Enfrentando uma cultura fortemente pró-automóvel, promoveu um Festival de Ecomobilidade, realizado pela prefeitura em parceria com a associação ICLEI-Governos Locais pela Sustentabilidade e a UN-Habitat, no qual os residentes se comprometeram a não circular de carro por um mês inteiro dentro do bairro. A medida, de adesão voluntária, é acompanhada de diversos eventos comemorativos, entre congressos, exposições e shows durante todo o mês de setembro, tendo a mobilidade sustentável como tema central. Mas a ação não se restringiu à mobilidade. A prefeitura promoveu ainda a recuperação do bairro com diversas melhorias urbanísticas e de acessibilidade, como calçamento, paisagismo, saneamento básico e até o enterramento de alguns trechos de cabeamento aéreo.
Dentro da área murada de um antigo palácio, o bairro de Haenggung-Dong é ocupado por diversas casas, prédios comerciais e residenciais baixos, vielas e pequenos negócios. Os residentes são mais velhos, muitos de baixa renda, e uma curiosidade: a área é conhecida pelas cartomantes tradicionais que atendem gente da cidade toda em seus “consultórios”.
Os depoimentos dos parceiros, de cidadãos e do pessoal da Prefeitura, inclusive do prefeito e do vice-prefeito, revelam que não foi - e não está sendo - fácil, enfrentar a oposição de alguns moradores à medida de restringir a circulação de automóveis dentro do bairro nesse período. Houve protestos, muitas críticas e até a decisão de não aderir por parte de alguns poucos. Mas o prefeito e sua equipe se engajaram por quase dois anos em um corpo-a-corpo obstinado para convencer a maioria sobre os benefícios de participar do esforço. O resultado da revitalização de Haenggung-Dong é evidente não apenas para os moradores, mas também para os visitantes que podem verificar a diferença entre “o antes e o depois” por meio de fotos dos locais onde a transformação foi mais marcante.

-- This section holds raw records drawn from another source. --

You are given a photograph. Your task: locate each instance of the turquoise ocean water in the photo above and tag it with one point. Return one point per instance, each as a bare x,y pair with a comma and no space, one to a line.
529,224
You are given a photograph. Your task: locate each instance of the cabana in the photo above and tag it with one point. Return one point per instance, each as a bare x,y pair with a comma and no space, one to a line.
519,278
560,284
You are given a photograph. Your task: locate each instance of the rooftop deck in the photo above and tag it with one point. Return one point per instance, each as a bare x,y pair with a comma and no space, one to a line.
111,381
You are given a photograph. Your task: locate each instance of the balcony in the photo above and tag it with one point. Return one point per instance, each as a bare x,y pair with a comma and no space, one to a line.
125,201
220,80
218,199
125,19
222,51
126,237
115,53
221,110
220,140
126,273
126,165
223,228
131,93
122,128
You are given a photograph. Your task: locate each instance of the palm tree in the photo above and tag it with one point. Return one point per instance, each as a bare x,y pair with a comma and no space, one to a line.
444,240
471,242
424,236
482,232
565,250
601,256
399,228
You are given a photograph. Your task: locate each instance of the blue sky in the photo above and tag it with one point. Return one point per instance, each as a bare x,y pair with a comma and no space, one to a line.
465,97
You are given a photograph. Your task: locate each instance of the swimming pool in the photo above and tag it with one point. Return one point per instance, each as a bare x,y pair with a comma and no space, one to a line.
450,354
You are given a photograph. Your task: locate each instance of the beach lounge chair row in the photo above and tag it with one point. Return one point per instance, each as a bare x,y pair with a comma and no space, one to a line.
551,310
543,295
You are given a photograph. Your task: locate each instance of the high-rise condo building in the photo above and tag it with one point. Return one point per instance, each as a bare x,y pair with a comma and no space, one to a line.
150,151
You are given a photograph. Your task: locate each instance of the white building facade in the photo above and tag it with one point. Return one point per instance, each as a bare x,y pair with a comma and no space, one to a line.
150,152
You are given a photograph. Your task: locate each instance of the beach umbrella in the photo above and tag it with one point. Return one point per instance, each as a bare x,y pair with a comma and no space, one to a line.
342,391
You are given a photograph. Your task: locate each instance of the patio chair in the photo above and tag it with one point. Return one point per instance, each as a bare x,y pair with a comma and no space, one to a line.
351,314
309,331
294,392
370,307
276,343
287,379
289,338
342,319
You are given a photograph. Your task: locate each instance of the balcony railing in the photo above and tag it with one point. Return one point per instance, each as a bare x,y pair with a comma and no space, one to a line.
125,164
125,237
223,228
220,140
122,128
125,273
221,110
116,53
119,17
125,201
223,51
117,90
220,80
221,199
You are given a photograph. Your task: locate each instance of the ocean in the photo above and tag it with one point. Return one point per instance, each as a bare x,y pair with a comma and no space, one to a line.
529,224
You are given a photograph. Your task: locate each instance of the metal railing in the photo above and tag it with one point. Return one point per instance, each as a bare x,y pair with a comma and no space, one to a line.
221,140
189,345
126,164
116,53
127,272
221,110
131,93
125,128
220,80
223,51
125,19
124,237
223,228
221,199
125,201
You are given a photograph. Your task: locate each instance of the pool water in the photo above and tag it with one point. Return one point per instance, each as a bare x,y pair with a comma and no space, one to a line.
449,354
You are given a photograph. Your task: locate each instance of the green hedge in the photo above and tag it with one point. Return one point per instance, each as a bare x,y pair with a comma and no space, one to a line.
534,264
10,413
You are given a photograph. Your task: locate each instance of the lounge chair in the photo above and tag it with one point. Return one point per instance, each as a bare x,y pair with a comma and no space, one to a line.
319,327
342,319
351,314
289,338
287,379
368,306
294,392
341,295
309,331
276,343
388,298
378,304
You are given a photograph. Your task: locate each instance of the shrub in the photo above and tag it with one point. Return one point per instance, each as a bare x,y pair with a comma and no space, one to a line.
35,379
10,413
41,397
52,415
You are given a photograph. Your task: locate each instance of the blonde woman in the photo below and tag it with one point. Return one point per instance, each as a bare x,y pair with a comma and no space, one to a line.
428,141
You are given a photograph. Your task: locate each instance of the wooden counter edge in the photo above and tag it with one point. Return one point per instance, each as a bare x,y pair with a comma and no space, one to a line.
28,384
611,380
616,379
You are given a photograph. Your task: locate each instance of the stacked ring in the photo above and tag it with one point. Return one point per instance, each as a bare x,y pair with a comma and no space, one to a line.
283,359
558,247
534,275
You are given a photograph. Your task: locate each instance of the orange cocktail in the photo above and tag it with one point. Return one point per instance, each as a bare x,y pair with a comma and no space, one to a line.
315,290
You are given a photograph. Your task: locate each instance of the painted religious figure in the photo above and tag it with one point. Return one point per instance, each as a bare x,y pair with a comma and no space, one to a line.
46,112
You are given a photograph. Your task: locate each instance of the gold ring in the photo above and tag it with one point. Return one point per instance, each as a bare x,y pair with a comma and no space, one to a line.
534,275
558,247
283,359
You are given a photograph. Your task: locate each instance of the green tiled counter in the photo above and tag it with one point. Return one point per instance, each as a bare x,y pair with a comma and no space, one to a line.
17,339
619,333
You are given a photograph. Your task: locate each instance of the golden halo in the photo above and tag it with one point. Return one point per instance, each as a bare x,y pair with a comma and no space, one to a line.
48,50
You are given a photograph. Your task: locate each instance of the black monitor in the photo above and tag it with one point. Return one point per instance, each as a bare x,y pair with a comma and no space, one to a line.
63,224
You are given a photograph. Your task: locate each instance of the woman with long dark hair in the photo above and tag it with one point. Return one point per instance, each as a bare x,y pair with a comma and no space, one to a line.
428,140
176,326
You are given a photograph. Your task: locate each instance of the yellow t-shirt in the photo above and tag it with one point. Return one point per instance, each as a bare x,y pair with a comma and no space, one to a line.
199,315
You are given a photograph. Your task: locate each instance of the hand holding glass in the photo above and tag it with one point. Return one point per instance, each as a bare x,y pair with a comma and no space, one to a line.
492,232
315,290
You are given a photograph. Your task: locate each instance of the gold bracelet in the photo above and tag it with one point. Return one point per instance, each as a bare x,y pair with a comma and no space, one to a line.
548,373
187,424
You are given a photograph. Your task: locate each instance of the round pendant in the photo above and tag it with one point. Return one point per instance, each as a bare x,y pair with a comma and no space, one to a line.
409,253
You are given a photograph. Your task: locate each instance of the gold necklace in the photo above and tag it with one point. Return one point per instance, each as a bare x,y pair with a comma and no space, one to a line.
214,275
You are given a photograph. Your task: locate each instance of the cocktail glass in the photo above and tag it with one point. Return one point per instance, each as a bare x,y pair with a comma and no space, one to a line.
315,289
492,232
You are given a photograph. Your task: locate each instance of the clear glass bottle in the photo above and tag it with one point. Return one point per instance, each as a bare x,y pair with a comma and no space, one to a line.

Nas festividades de abertura, a população pode conhecer e utilizar gratuitamente diversos veículos elétricos e modelos inovadores de bicicletas, triciclos, patins, patinetes, andadores, cadeiras de rodas e outros veículos não motorizados. Esses veículos estarão em exposição e/ou disponíveis até o final de setembro O Congresso e Fórum de especialistas em transporte e mobilidade também foram abertos ao público em geral na primeira semana do Festival de Ecomobilidade, atraindo um público diversificado.
Se a medida será repetida no futuro em outros bairros ainda é uma incógnita e, certamente, dependerá do sucesso dessa experiência. Neste início do festival, ainda é cedo para fazer um julgamento criterioso. Também seria importante saber como avaliar o resultado, de acordo com qual linha de base e com quais indicadores. No período de implantação das mudanças, a prefeitura esteve presente com forte aparato de gerenciamento de trânsito, assistência social e orientação turística. Mas mudanças levam tempo para se consolidar e podem até sofrer reversão, caso não se acompanhe de perto, com suporte das autoridades e engajamento da população local. Independentemente disso, já dá para verificar os benefícios que devem permanecer, como os jardins e áreas de lazer, as calçadas mais largas e bem sinalizadas, privilegiando pedestres, as fachadas recuperadas dos pequenos comércios, com placas em inglês e a disponibilização de veículos não motorizados para os moradores locais.
No mínimo terá sido um experimento inusitado, na forma de festival, trazendo para a vida real, em escala 1:1, um projeto de desenvolvimento sustentável local. Vamos torcer para que dê certo e possa inspirar outras iniciativas semelhantes.